Keluarga saya tidak pernah merayakan Natal. Tapi Natal selalu menorehkan kesan bagi saya, sisa-sisa kenangan masa kecil yang terus saya pelihara sampai sekarang. Alasan saya dulu suka Natal sangatlah sederhana, banyak film bagus yang berlatar atau bercerita tentang Natal dan dekorasi perayaan Natal yang indah.
Oh, tidak. Tak usah terburu-buru menuduh saya terobsesi dengan ajaran Nasrani, toh kegilaan saya pada film, lagu dan suasana Natal tidak menjadikan saya Protestan atau Katolik, pun sampai sekarang. Plus, dalam putaran waktu yang sama itu pula saya sangat tertarik dengan dewi-dewa dari jaman Yunani Kuno. Dan saya tidak lantas menjadi penyembah Zeus.
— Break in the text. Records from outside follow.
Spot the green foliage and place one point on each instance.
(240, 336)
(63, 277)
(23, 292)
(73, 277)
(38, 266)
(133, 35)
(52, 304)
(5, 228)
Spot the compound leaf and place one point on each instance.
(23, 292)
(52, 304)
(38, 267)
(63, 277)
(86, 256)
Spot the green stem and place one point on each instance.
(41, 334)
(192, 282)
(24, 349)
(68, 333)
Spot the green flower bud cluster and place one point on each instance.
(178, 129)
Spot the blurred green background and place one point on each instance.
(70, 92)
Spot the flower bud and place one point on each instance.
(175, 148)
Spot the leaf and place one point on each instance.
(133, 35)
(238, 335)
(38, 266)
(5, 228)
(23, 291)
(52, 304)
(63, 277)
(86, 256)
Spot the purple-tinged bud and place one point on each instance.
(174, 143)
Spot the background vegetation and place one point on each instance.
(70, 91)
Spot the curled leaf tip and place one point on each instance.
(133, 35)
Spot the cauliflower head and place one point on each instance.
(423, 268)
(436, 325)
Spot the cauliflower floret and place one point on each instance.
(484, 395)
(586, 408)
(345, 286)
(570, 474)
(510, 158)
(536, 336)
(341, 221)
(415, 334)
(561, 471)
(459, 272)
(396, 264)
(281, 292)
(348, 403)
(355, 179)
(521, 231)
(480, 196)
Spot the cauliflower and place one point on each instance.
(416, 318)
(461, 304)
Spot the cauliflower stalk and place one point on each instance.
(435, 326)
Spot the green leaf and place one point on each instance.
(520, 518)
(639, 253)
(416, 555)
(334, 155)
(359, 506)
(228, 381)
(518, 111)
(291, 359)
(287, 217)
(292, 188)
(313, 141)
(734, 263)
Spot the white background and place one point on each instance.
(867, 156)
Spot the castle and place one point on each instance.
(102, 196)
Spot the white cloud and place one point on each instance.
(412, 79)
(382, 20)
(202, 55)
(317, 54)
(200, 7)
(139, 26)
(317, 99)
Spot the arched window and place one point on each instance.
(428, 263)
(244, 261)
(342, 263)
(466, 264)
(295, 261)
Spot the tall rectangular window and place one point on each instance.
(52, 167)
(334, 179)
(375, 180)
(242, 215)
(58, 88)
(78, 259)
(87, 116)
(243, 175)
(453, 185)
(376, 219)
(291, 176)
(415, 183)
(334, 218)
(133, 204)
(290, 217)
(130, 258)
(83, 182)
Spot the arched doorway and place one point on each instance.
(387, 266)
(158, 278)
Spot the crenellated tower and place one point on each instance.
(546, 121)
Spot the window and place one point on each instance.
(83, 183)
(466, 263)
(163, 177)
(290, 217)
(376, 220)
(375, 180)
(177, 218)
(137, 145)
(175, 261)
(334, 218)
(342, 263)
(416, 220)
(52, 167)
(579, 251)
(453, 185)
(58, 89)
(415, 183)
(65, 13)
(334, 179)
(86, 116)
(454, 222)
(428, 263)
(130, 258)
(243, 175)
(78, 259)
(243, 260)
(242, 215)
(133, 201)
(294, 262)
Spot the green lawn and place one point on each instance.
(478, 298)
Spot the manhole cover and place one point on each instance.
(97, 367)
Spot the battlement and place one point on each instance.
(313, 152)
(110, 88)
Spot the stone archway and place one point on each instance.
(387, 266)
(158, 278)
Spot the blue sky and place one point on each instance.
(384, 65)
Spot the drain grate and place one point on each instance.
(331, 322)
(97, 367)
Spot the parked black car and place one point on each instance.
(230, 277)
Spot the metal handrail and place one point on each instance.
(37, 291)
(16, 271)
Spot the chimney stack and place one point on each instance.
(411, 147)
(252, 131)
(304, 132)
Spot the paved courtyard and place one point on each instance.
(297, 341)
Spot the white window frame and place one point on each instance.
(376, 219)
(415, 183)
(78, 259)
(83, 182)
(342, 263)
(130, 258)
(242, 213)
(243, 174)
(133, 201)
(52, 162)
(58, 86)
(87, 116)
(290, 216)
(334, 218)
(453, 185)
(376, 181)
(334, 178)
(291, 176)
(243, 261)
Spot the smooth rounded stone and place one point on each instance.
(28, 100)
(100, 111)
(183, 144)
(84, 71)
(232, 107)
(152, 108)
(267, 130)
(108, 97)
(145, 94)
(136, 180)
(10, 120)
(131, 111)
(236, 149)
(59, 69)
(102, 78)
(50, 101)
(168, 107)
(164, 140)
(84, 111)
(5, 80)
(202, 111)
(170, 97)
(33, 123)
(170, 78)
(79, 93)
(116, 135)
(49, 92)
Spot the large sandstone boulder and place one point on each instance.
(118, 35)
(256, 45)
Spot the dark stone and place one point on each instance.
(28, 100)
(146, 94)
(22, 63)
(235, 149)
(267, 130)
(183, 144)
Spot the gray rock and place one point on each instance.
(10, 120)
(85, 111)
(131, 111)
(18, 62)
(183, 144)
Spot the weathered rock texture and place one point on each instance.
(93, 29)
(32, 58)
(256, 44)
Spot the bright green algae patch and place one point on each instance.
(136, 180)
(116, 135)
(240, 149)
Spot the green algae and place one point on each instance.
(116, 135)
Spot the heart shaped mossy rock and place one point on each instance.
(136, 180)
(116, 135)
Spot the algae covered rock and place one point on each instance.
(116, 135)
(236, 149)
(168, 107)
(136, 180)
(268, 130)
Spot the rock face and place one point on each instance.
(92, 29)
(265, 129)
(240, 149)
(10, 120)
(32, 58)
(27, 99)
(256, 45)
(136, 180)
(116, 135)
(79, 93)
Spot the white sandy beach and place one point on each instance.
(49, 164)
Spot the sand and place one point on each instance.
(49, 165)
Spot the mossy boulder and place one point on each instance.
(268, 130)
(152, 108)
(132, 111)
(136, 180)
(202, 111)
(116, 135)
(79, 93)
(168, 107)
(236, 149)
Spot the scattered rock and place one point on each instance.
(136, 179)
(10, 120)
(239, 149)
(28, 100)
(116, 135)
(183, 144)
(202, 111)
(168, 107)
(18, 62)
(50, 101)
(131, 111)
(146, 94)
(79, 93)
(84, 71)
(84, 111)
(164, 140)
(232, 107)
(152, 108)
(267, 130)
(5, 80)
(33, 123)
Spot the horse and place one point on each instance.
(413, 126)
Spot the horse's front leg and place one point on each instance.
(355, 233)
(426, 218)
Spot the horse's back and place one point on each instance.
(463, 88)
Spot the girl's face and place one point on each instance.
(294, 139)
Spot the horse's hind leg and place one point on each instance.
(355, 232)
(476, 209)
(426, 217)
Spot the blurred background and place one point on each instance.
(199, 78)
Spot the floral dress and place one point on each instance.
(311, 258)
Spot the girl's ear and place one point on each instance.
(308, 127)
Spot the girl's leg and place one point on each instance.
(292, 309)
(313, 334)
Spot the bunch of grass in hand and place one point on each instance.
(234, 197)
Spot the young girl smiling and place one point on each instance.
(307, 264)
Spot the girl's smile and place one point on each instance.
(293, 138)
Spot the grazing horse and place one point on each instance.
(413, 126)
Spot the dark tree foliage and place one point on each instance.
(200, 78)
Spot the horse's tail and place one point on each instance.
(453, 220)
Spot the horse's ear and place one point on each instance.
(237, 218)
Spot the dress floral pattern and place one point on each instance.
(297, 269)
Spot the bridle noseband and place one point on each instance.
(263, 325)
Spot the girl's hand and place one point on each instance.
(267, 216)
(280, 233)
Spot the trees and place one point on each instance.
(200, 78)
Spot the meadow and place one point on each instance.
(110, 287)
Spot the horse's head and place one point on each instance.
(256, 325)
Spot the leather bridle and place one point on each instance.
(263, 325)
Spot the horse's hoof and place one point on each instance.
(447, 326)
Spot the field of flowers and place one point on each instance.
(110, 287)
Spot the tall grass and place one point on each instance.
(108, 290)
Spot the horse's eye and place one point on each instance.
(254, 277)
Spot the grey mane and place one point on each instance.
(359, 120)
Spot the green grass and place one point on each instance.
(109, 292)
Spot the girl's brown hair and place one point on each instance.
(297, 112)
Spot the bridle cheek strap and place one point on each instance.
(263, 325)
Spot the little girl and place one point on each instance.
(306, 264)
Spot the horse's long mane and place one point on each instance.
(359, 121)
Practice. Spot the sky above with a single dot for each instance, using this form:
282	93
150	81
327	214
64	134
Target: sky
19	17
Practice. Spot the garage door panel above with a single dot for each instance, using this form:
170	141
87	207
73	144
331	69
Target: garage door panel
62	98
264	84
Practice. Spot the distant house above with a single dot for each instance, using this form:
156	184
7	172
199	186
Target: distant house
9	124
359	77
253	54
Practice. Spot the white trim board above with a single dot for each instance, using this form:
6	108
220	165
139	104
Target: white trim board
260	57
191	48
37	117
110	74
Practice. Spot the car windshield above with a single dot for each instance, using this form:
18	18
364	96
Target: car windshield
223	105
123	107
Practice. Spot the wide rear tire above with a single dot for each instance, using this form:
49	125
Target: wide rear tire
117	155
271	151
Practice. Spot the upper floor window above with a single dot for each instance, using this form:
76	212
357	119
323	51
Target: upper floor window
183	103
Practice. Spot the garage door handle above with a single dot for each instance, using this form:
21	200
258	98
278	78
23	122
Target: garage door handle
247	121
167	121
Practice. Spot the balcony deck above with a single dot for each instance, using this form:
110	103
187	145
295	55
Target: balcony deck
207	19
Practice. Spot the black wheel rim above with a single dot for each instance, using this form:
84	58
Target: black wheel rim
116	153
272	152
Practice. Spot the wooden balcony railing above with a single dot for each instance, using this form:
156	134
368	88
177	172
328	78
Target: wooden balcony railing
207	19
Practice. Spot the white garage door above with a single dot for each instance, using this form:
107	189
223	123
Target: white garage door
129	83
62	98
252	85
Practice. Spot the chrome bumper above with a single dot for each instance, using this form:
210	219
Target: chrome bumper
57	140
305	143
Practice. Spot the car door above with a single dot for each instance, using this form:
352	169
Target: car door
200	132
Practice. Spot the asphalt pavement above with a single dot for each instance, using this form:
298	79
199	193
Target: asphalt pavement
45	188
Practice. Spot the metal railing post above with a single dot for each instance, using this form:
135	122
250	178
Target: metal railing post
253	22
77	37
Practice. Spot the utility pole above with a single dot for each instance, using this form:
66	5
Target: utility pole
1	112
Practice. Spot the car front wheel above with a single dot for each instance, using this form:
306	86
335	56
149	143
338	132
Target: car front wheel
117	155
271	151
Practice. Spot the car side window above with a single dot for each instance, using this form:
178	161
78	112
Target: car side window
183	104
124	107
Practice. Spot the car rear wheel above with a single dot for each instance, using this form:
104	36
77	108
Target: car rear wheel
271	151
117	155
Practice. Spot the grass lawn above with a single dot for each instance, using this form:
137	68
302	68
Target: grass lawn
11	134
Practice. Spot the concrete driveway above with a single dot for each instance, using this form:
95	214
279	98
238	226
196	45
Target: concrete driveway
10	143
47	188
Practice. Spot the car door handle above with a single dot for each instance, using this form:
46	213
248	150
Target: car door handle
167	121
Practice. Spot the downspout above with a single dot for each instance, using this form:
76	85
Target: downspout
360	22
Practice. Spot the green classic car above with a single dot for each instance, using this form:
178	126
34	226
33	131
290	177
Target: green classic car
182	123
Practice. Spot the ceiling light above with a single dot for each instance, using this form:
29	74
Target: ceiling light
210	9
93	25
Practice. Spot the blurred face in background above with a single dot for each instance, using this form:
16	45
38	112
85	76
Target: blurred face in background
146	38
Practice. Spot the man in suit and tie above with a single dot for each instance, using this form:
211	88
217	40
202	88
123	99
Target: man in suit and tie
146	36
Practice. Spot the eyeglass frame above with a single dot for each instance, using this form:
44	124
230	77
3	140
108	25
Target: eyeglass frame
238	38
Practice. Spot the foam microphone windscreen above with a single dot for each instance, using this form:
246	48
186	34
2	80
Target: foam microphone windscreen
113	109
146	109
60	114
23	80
Saat SD, hanya satu teman saya yang merayakan Natal. Entah sejak kelas berapa saya mulai dengar doktrin haram hukumnya mengucapkan Natal. Tapi bukan dari keluarga saya larangan itu muncul. Saya yakin orang tua saya sedikit terbuka untuk hal itu, Bapak yang cenderung bablas melemparkan kritik terhadap agama dan Ibu yang, saat itu, punya bisnis yang memungkinkan dia terkoneksi dengan baik dengan orang dari latar beragam. Selain teman sekelas, saya punya sahabat pena yang juga merayakan Natal. Menulikan telinga sendiri dari doktrin haram, saya kecil berpegang pada satu ajaran, 'segala sesuatu tergantung dari niatnya'. Niat saya memberikan selamat atas kebahagiaan yang sedang mereka cecap. Itu saja.
Itu berarti sekitar dua puluh tahun lalu.
Ealaaah... kok ya sekarang ramai lagi itu isu haram-haraman mengucapkan Selamat Natal. Saya masih saja gagal paham dengan cara berpikirnya.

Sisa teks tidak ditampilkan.